(EnviroNews Idaho) — Boise, Idaho — Private property rights for Idaho landowners have been ceded by the Republican party running the legislature. An example of this recently unfolded during 2015’s ongoing legislative session in Boise, Idaho, as lawmakers consider new rules for the oil and gas industry.
One hot-button issue is the approval by both the Senate Resources and Environment Committee and House Resources and Conservation Committee of new rules developed this summer involving forced integration, a.k.a. “forced pooling” of mineral rights holders. The Idaho Department of Lands supports the rules changes.
Under the proposed rules, “integration” could take place when 55 percent of the mineral rights holders in a 640-acre drilling unit petition the Idaho Oil and Gas Conservation Commission to approve such a request. The non-consenting parties would then be forced into the royalty payout pool, minus a sizable 300 percent penalty whether they want oil and gas development around on, around or under their property or not.
Of course, forcing mineral rights holders into drilling activity could also adversely impact deeds and mortgages as well.
Standard language in many mortgages includes clauses forbidding such activity without consent of the lender, and states that doing so places borrowers at risk of technical default on their mortgage.
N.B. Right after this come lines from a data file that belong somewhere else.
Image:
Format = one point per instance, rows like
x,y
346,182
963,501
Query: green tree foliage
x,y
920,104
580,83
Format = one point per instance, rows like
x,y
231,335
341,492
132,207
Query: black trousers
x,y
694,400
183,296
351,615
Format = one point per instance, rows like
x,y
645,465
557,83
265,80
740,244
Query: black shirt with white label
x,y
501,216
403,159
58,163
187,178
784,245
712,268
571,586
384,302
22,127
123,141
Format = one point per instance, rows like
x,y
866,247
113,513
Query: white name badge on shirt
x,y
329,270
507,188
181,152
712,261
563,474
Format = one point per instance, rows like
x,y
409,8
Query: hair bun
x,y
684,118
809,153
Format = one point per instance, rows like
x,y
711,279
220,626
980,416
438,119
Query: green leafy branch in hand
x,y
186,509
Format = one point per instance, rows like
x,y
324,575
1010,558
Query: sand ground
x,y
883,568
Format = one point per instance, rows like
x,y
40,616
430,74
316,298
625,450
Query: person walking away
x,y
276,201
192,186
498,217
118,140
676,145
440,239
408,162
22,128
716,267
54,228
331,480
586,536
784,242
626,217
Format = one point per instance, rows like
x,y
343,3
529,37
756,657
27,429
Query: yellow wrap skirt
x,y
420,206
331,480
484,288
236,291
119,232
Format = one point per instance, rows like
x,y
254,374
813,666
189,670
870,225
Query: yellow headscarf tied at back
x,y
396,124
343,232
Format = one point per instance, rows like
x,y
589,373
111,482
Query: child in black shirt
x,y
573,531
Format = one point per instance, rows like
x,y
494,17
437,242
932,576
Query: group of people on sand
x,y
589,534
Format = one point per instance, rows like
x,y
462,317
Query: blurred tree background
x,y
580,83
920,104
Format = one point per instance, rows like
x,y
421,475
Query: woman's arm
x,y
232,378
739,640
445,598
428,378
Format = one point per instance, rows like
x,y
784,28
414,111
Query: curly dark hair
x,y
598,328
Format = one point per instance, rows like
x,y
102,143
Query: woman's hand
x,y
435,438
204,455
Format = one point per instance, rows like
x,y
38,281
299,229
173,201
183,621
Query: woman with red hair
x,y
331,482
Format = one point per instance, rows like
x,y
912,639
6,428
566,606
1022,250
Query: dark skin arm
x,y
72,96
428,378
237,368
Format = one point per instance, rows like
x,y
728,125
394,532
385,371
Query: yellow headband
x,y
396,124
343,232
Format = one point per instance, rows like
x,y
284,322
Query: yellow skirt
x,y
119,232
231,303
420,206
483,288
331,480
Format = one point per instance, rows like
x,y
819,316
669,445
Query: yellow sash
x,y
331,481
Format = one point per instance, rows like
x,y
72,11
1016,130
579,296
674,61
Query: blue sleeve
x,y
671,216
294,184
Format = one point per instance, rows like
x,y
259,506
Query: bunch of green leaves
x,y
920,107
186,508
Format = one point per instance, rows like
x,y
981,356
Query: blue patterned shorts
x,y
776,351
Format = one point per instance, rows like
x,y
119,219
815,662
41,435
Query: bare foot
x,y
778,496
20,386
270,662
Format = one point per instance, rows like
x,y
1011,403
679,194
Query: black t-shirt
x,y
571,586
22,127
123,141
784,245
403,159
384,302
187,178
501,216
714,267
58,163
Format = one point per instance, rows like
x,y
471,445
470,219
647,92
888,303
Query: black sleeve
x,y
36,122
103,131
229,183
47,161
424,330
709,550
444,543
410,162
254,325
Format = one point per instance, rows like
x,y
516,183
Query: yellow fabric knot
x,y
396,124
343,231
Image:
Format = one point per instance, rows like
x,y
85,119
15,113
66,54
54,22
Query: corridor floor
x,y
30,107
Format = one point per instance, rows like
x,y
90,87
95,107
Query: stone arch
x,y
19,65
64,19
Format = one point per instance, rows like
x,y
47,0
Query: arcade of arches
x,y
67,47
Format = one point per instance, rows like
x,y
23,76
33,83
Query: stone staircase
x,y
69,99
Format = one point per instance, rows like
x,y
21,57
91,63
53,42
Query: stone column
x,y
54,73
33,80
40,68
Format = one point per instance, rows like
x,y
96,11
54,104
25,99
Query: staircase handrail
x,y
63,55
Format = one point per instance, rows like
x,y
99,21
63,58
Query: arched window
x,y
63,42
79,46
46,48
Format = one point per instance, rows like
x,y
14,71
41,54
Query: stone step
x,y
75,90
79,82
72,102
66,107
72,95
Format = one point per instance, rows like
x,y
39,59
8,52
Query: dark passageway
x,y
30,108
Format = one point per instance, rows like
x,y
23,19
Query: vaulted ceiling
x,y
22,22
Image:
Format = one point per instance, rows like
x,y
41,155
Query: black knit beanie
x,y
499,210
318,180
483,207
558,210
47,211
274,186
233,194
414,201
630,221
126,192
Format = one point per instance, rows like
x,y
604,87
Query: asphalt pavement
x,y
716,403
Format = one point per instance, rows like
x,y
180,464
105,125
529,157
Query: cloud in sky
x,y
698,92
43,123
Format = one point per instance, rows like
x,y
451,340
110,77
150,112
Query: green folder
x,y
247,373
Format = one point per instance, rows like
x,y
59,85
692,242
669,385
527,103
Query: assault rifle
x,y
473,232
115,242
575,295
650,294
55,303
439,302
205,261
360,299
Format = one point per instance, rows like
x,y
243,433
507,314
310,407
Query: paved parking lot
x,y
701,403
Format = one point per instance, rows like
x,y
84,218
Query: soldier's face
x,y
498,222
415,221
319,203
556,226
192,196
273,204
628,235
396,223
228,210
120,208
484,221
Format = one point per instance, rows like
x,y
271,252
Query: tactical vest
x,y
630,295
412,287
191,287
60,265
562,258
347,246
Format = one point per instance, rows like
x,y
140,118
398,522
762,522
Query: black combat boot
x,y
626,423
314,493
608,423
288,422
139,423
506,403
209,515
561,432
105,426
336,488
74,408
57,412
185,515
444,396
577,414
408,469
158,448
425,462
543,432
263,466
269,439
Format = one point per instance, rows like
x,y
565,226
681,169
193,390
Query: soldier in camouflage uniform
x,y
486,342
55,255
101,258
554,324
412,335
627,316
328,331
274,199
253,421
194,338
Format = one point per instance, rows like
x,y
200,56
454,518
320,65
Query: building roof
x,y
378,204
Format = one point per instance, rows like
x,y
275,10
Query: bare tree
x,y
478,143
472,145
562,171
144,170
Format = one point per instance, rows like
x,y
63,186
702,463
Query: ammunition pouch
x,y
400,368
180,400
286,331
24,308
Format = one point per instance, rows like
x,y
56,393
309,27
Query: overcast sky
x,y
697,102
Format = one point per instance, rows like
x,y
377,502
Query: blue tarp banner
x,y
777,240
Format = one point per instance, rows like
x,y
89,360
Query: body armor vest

On January 27, the House Resources and Conservation Committee advanced several oil and gas bills to the full House for consideration, including the new rules for integration.
Despite concerns over property rights that pointed out that the minority 45 percent could be disenfranchised by the majority 55 percent, no republican lawmakers voted to hold the rules in committee.
According to committee minutes, Representative Mat Erpelding stated that governments should protect the rights of both the minority and majority, and that the 55 percent majority requirement for integration is too low and fails to protect property rights.
He provided an example of western states, such as Wyoming and New Mexico, that maintain a 75% majority for pooling or integration, the minutes state.
Erpelding offered the committee’s sole dissenting vote after his motion to reject the integration portion of the rule failed. A similar unfolding of events occurred when the Senate Resources and Environment Committee took up the bill on February 2, 2015. Again, the only dissenting votes were given by two democrats — Senators Michelle Stennett and Cherie Buckner-Webb.
In her recent weekly newsletter, released February 8, 2015, Stennett explained why she voted against the rule. “I have several concerns about these rules, including the siting of gas processors (a chemical geyser of sorts) a mere 300 feet from occupied structures or water wells (and only 50 feet from highways),” states the newsletter.
Integration could also, “adversely impact private property rights and mortgages,” Stennett wrote.
The other oil and gas measures sailing through the House and Senate committees address hydrocarbon production under state-owned riverbeds, requiring well production records to be publicly available after six-months and maintaining drilling permit fees — although a clause which would have reduced such fees in 2017 was eliminated.
The collection of bills passed by their respective committees will now head to the full House and Senate chambers for consideration where they will likely receive overwhelming support.